Tested on i686, x86_64, powerpc64le, and aarch64.
* posix/execvpe.c (__execvpe): Remove dynamic allocation.
* posix/Makefile (tests): Add tst-execvpe{1,2,3,4,5,6}.
* posix/tst-execvp1.c (do_test): Use a macro to call execvp.
* posix/tst-execvp2.c (do_test): Likewise.
* posix/tst-execvp3.c (do_test): Likewise.
* posix/tst-execvp4.c (do_test): Likewise.
* posix/tst-execvpe1.c: New file.
* posix/tst-execvpe2.c: Likewise.
* posix/tst-execvpe3.c: Likewise.
* posix/tst-execvpe4.c: Likewise.
* posix/tst-execvpe5.c: Likewise.
* posix/tst-execvpe6.c: Likewise.
---
posix/Makefile | 3 +
posix/execvpe.c | 238 +++++++++++++++++++++------------------------------
posix/tst-execvp1.c | 6 +-
posix/tst-execvp2.c | 5 +-
posix/tst-execvp3.c | 5 +-
posix/tst-execvp4.c | 6 +-
posix/tst-execvpe1.c | 20 +++++
posix/tst-execvpe2.c | 20 +++++
posix/tst-execvpe3.c | 20 +++++
posix/tst-execvpe4.c | 20 +++++
posix/tst-execvpe5.c | 157 +++++++++++++++++++++++++++++++++
posix/tst-execvpe6.c | 82 ++++++++++++++++++
13 files changed, 449 insertions(+), 146 deletions(-)
create mode 100644 posix/tst-execvpe1.c
create mode 100644 posix/tst-execvpe2.c
create mode 100644 posix/tst-execvpe3.c
create mode 100644 posix/tst-execvpe4.c
create mode 100644 posix/tst-execvpe5.c
create mode 100644 posix/tst-execvpe6.c
diff --git a/posix/Makefile b/posix/Makefile
index 55f4f31..a2aabcc 100644
--- a/posix/Makefile
+++ b/posix/Makefile
@@ -82,6 +82,8 @@ tests := tstgetopt testfnm runtests runptests \
tst-execv1 tst-execv2 tst-execl1 tst-execl2 \
tst-execve1 tst-execve2 tst-execle1 tst-execle2 \
tst-execvp3 tst-execvp4 tst-rfc3484 tst-rfc3484-2 \
+ tst-execvpe1 tst-execvpe2 tst-execvpe3 tst-execvpe4 \
+ tst-execvpe5 tst-execvpe6 \
tst-rfc3484-3 \
tst-getaddrinfo3 tst-fnmatch2 tst-cpucount tst-cpuset \
bug-getopt1 bug-getopt2 bug-getopt3 bug-getopt4 \
@@ -229,6 +231,7 @@ tstgetopt-ARGS = -a -b -cfoobar --required foobar --optional=bazbug \
tst-exec-ARGS = -- $(host-test-program-cmd)

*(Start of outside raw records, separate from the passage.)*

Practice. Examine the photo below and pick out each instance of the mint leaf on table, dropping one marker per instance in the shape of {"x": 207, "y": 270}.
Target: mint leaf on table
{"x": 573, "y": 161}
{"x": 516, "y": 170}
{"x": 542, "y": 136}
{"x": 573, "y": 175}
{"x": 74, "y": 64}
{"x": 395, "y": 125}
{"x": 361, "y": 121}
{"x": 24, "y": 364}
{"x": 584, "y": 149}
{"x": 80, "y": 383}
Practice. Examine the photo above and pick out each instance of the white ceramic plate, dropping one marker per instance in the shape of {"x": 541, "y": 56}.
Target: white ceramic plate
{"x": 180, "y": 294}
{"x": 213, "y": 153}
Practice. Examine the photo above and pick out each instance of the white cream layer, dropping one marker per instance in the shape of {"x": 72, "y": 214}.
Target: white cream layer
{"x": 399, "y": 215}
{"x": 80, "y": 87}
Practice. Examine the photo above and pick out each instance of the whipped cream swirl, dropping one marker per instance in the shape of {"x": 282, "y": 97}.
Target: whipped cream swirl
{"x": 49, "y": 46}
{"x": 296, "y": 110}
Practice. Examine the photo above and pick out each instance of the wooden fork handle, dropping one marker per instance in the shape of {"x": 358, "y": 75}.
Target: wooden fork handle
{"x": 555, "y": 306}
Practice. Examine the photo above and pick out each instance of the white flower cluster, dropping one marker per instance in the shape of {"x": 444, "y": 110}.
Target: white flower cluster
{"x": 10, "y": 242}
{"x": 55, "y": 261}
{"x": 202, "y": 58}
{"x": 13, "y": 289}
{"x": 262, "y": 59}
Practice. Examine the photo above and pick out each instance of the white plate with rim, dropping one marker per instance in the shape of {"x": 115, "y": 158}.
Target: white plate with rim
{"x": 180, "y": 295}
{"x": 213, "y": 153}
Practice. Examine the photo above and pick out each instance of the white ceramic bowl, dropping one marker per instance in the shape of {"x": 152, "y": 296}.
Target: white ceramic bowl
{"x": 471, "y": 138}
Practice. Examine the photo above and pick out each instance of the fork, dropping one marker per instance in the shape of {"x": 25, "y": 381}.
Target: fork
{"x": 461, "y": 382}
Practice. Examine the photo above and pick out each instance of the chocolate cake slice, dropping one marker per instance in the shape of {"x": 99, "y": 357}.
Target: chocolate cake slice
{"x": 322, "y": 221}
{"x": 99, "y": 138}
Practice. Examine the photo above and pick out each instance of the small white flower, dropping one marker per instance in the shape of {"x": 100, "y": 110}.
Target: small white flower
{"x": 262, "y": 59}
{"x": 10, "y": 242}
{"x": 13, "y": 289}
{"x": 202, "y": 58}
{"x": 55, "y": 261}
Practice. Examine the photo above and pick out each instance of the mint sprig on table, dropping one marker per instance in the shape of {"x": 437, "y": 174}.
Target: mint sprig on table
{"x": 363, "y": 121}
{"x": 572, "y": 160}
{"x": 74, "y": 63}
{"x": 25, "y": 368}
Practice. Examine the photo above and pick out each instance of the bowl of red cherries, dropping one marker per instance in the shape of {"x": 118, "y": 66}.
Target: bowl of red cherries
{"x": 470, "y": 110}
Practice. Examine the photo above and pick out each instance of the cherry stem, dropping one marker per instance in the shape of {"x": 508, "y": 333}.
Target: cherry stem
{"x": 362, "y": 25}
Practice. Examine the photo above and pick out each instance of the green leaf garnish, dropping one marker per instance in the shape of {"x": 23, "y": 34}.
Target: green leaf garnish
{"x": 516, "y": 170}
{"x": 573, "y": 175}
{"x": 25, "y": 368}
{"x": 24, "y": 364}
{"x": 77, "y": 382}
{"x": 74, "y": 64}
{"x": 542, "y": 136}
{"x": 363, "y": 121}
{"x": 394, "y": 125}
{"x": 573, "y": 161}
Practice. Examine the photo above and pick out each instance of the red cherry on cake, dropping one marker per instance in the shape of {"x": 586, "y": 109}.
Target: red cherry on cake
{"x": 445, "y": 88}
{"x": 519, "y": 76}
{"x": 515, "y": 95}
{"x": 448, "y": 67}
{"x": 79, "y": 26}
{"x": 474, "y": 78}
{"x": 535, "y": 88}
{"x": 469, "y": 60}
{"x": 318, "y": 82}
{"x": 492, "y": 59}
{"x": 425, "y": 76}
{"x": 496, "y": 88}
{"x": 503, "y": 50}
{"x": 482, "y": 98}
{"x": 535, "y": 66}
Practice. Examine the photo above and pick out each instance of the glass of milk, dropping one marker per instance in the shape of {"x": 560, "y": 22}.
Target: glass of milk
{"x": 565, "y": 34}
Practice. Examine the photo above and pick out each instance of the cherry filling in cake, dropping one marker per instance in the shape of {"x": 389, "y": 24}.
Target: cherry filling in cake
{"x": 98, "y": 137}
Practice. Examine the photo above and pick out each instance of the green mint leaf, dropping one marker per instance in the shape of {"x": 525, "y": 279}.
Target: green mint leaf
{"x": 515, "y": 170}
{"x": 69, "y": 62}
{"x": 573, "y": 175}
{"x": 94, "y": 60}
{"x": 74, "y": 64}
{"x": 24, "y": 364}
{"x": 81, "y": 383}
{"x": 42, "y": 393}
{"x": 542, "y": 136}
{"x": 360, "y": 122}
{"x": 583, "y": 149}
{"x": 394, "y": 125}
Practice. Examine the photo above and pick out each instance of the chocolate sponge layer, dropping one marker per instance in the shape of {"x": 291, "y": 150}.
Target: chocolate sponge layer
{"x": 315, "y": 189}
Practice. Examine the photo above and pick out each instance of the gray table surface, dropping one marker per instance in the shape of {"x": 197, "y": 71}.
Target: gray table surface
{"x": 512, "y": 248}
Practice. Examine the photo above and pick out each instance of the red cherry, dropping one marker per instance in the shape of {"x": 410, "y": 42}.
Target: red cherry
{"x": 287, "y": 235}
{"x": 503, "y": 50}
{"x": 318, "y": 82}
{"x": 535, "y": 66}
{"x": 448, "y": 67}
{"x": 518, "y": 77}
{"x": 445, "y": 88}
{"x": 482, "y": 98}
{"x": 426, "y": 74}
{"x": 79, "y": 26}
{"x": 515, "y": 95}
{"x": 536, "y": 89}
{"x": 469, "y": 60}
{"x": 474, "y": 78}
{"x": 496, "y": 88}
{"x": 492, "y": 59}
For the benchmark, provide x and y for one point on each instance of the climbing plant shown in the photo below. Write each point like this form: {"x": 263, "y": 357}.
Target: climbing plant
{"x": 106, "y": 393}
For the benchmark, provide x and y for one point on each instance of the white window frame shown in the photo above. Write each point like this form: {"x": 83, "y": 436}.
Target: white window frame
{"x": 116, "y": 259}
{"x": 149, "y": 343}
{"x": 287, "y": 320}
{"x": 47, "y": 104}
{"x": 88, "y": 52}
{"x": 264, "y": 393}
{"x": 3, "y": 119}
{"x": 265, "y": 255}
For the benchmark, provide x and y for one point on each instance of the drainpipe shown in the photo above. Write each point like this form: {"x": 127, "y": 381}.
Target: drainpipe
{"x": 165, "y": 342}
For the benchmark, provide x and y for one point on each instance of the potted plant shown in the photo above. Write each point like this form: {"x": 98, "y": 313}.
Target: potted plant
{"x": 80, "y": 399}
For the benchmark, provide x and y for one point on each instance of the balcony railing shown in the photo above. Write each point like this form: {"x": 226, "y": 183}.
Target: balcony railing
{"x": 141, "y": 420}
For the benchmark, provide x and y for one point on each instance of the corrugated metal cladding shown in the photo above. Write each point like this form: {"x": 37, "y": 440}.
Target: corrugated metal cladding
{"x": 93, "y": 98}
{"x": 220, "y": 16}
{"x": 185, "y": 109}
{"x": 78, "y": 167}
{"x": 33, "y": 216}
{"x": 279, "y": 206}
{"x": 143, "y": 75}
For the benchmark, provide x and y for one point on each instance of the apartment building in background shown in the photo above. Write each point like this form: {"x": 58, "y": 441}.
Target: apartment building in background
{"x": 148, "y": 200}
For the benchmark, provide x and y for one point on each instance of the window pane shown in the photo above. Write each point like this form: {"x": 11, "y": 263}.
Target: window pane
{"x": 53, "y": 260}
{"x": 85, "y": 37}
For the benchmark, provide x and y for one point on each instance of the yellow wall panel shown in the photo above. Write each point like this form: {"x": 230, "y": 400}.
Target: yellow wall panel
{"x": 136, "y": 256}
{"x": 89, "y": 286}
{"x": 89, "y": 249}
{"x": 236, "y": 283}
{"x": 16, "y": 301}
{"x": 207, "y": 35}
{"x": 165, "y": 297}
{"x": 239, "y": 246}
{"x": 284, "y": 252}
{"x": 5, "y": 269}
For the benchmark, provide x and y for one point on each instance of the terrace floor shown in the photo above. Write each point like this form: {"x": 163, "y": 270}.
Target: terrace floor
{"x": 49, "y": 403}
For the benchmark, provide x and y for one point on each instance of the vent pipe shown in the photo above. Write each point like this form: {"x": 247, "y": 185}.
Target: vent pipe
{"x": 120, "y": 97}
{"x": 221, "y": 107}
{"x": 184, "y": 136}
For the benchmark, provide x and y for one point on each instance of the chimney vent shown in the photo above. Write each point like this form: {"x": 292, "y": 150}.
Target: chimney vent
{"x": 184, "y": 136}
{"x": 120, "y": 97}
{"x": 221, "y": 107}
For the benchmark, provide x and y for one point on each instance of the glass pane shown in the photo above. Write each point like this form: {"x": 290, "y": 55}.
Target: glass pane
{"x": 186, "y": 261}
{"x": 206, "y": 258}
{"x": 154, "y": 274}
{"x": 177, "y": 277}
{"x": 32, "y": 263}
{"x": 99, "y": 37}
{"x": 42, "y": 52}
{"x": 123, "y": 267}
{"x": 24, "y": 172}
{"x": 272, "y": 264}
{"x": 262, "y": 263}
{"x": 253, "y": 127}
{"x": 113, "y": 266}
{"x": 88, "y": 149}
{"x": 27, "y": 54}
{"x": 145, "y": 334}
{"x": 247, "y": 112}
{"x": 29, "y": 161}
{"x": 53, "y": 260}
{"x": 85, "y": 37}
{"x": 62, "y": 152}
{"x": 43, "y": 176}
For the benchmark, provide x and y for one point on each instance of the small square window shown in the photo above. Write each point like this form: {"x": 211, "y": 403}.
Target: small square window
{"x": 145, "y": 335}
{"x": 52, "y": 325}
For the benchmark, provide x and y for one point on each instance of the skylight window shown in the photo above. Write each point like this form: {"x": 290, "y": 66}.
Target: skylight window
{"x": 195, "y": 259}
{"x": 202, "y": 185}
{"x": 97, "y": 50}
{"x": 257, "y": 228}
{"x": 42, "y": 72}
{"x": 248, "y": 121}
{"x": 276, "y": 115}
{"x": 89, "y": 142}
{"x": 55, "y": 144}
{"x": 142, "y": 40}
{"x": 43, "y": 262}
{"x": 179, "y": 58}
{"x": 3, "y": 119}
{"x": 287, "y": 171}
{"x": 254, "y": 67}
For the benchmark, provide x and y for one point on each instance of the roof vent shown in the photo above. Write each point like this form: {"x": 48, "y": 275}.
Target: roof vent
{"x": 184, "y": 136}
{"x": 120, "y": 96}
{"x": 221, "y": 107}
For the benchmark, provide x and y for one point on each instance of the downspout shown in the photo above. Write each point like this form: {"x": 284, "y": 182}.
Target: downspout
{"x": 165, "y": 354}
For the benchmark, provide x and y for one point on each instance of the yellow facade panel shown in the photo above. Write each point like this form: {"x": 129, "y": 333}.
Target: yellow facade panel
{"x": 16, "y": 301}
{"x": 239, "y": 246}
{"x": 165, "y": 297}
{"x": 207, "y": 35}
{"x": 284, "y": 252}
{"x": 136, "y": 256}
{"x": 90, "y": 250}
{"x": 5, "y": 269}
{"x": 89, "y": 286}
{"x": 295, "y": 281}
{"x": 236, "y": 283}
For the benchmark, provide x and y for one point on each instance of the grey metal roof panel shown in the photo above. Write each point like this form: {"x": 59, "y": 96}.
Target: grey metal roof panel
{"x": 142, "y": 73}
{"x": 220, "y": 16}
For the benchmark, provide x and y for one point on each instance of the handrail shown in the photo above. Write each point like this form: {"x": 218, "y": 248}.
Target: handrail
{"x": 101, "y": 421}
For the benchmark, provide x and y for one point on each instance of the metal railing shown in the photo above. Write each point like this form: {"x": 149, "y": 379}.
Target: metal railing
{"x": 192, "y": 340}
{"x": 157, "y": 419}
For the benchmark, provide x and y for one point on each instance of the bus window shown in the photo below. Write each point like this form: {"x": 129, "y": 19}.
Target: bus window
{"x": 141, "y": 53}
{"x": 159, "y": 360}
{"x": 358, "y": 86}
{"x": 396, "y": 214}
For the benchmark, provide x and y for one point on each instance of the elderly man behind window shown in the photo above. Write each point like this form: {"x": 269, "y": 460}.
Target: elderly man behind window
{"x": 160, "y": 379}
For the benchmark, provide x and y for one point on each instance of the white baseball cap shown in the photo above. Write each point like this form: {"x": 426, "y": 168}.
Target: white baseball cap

tst-exec-static-ARGS = $(tst-exec-ARGS)
+tst-execvpe5-ARGS = -- $(host-test-program-cmd)
tst-spawn-ARGS = -- $(host-test-program-cmd)
tst-spawn-static-ARGS = $(tst-spawn-ARGS)
tst-dir-ARGS = `pwd` `cd $(common-objdir)/$(subdir); pwd` `cd $(common-objdir); pwd` $(objpfx)tst-dir
diff --git a/posix/execvpe.c b/posix/execvpe.c
index 61697a7..b8bb563 100644
--- a/posix/execvpe.c
+++ b/posix/execvpe.c
@@ -15,7 +15,6 @@
License along with the GNU C Library; if not, see
<http://www.gnu.org/licenses/>. */
-#include <alloca.h>
#include <unistd.h>
#include <stdarg.h>
#include <stdbool.h>
@@ -23,15 +22,28 @@
#include <string.h>
#include <errno.h>
#include <paths.h>
+#include <confstr.h>
+#include <sys/param.h>
+#ifndef PATH_MAX
+# ifdef MAXPATHLEN
+# define PATH_MAX MAXPATHLEN
+# else
+# define PATH_MAX 1024
+# endif
+#endif
/* The file is accessible but it is not an executable file. Invoke
the shell to interpret it as a script. */
static void
-internal_function
-scripts_argv (const char *file, char *const argv[], int argc, char **new_argv)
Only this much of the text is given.